それぞれ、雫を正気に戻そうと奔走する中ー

徹底的にとぼけるような言動を繰り返す愛梨沙ー。


そんな中、輝樹は”あること”を考え付きー、

それを実行に移そうとしていたー。


☆前回はこちら↓☆

<MC>歪められた絆⑲~絶望~

ヘルメットを被った人物の正体を探る雫の兄・悠馬と 雫の彼氏・輝樹ー。 ヘルメットの人物こそが、妹の雫を洗脳した張本人ー。 裏社会の便利屋・玉城東吾と結託して、 雫を洗脳したその人物の正体を突き止めない限り、 雫を正気に戻すことはできないー。 そんな中、輝樹は悠馬の彼女である愛梨沙を疑い、 執拗に愛梨沙を...

・・・・・・・・・・・・・・・・・・・・・・・


★主な登場人物★


・神里 悠馬(かみさと ゆうま)

大学生。妹の雫が豹変したことに困惑する。


・神里 雫(かみさと しずく)

高校生。兄の悠馬のことが大好き。少しイタズラっ子な一面も。


・森永 愛梨沙(もりなが ありさ)

大学生。悠馬の彼女。成績優秀な優等生。コスプレ趣味がある。


・藤嶋 亮介(ふじしま りょうすけ) 

大学生。高校時代からの親友。困った時には頼りになる存在。


・西園寺 美桜(さいおんじ みお)

高校生。妹・雫の親友。表裏が非常に激しい。


・九条 輝樹(くじょう てるき)

高校生。
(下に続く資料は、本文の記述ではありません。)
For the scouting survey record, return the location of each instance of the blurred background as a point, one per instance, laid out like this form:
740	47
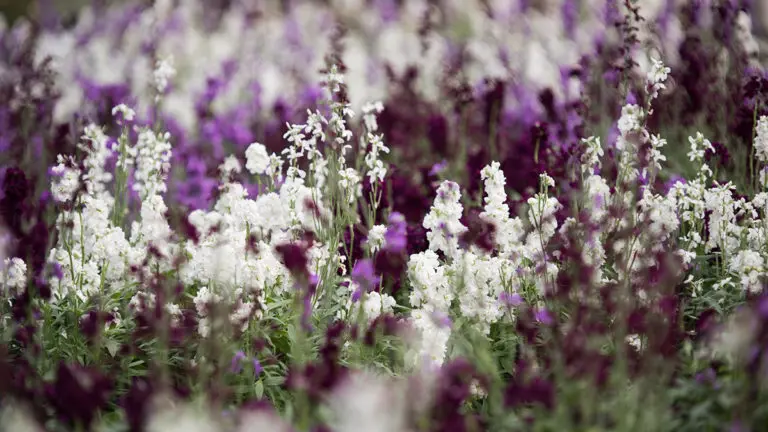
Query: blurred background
11	10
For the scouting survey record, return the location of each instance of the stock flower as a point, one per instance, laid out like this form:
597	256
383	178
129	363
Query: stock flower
14	275
257	159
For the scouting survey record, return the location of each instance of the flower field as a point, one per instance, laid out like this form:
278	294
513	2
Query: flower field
385	216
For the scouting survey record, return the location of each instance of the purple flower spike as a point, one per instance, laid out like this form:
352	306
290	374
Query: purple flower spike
438	167
236	367
257	368
396	236
543	316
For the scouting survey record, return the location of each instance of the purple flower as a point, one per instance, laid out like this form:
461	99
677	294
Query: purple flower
257	368
543	316
237	365
442	319
396	236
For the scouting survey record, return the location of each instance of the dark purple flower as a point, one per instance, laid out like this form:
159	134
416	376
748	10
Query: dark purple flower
257	368
236	366
543	316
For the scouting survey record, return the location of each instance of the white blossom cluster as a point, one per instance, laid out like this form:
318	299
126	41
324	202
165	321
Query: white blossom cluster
283	51
443	220
13	276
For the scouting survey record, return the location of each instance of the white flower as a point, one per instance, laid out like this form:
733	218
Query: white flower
376	304
230	166
432	341
630	120
656	77
376	237
128	113
349	182
153	156
257	159
750	266
699	146
66	179
443	220
163	72
593	151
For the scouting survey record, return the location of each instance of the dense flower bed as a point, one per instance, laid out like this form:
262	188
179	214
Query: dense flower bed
426	217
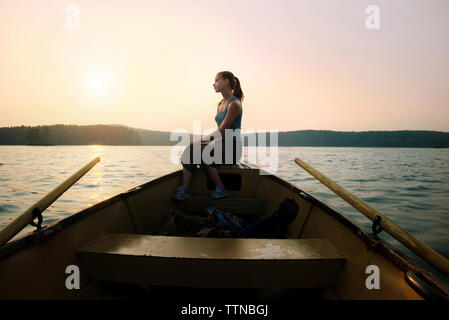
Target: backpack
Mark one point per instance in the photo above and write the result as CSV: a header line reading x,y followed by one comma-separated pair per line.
x,y
274,227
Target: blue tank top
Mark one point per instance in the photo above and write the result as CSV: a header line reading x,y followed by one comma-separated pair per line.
x,y
237,121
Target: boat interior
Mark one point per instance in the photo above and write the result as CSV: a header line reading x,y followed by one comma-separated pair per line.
x,y
323,256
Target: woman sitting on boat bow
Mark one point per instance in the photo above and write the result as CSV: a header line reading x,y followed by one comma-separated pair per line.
x,y
228,118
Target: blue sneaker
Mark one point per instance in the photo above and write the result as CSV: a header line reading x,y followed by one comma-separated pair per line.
x,y
220,193
181,193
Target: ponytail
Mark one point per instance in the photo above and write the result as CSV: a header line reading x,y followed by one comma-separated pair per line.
x,y
234,83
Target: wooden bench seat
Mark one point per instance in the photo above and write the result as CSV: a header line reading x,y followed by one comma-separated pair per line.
x,y
212,262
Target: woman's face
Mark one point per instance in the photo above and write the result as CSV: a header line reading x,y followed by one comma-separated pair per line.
x,y
220,84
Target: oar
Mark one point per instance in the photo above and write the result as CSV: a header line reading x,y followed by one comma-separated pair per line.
x,y
26,217
386,224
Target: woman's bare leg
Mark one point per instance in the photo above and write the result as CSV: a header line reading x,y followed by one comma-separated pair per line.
x,y
213,174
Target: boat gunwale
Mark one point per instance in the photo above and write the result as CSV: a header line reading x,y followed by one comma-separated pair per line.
x,y
394,255
38,237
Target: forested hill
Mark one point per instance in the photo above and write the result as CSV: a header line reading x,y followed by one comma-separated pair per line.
x,y
122,135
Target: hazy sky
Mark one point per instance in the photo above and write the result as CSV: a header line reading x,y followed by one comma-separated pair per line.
x,y
151,64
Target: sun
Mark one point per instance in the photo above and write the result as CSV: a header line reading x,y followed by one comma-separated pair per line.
x,y
98,83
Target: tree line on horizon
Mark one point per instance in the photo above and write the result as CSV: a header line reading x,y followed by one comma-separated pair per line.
x,y
121,135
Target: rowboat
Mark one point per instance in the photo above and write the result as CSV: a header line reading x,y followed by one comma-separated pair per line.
x,y
112,245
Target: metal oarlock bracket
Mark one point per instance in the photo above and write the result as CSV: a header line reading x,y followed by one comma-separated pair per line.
x,y
376,227
37,214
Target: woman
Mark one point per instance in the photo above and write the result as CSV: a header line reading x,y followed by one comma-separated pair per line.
x,y
229,116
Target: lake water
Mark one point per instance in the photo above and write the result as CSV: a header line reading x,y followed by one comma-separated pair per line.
x,y
410,186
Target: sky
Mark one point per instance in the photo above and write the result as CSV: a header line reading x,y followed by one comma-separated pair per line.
x,y
151,64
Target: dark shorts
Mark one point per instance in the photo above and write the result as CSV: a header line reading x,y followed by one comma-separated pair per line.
x,y
188,162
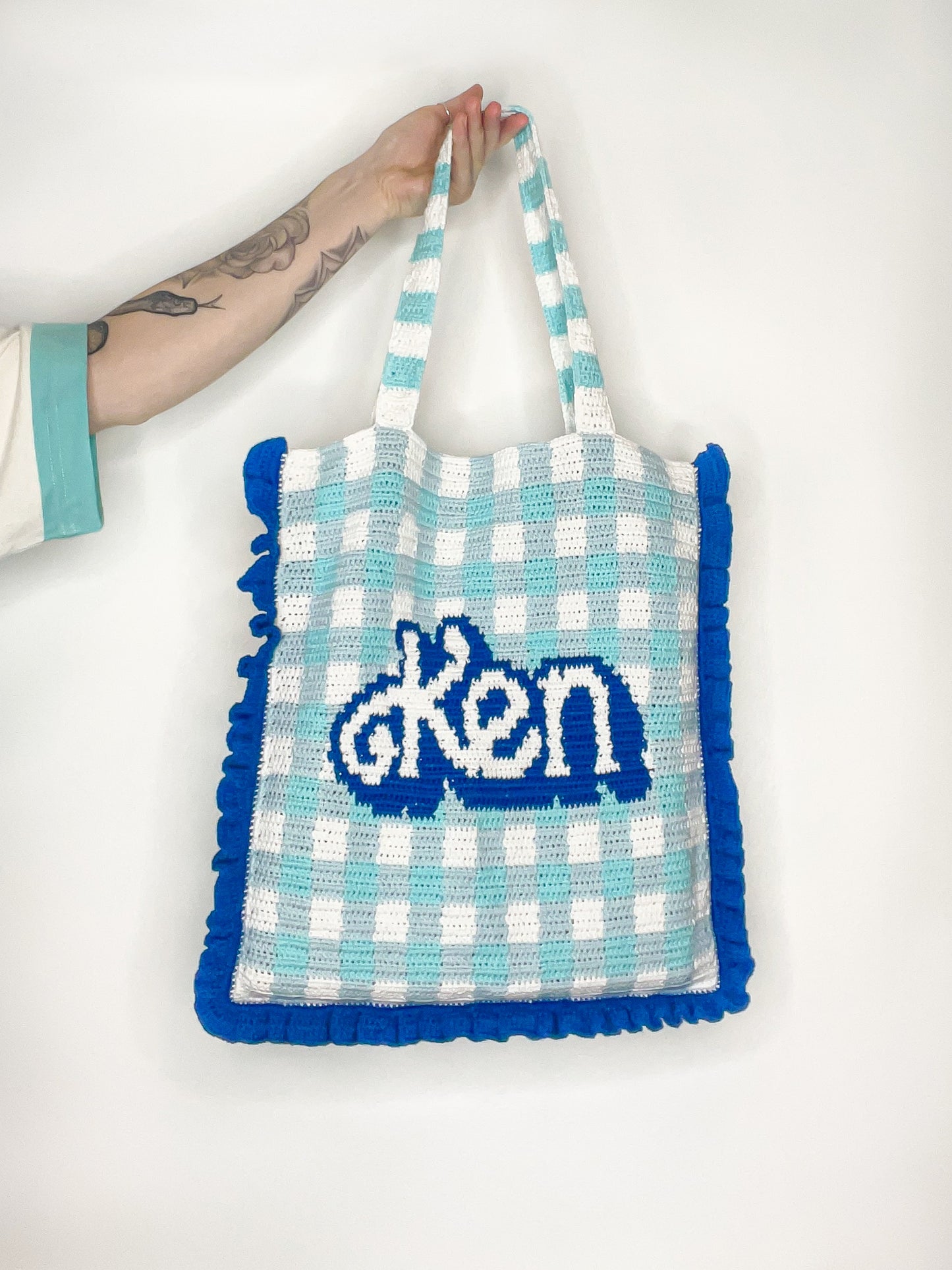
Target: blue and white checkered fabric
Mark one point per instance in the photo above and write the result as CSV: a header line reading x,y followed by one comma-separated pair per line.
x,y
573,558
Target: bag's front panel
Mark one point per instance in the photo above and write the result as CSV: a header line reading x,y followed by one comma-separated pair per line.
x,y
532,824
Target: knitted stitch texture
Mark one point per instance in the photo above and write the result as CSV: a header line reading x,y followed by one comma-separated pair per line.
x,y
475,719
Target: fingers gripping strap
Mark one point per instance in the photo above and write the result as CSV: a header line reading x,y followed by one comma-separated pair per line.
x,y
580,386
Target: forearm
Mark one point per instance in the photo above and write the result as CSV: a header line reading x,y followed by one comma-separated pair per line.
x,y
179,335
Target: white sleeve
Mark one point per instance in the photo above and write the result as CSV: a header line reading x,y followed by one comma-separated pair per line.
x,y
49,478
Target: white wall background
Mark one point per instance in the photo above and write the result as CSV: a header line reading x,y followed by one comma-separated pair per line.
x,y
760,204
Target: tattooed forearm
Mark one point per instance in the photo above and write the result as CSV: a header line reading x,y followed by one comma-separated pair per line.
x,y
97,334
164,303
271,248
328,266
154,303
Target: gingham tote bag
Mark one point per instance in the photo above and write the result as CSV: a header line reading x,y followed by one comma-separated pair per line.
x,y
479,784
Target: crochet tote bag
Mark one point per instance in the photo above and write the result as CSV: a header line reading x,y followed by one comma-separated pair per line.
x,y
479,782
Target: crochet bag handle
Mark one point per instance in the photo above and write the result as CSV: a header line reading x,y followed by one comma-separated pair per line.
x,y
580,386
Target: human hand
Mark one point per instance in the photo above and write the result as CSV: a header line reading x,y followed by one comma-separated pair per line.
x,y
401,160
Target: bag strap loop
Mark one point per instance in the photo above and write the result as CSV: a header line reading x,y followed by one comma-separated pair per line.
x,y
580,385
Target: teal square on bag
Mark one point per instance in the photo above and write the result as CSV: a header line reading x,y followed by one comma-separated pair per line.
x,y
426,884
602,572
478,579
661,573
423,963
329,504
555,960
479,511
361,882
537,504
490,887
380,571
541,577
357,960
291,954
555,883
490,963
妹・雫の幼馴染で悠馬とも小さいころから面識がある。


・玉城 東吾(たまき とうご)

裏社会の便利屋。ヘルメットの人物と共に雫を洗脳した。


・・・・・・・・・・・・・・・・・・・・・


 「ーーーーーー何よー」

不満そうな表情を浮かべる雫ー。


「ーーーー……いやー」

雫の彼氏・九条輝樹は、学校で雫の顔をじっと見つめていたー。


「ちょっと!何なの!」

洗脳されている雫は、そんな輝樹の態度に苛立ち、机を叩くー。


雫の親友、西園寺美桜が、少し離れた座席から

そんな雫の態度を不快そうに見つめるー。


「ーーーーーーー」

それでも、輝樹は雫のほうをじっとー

見つめていたー


”その目”をー。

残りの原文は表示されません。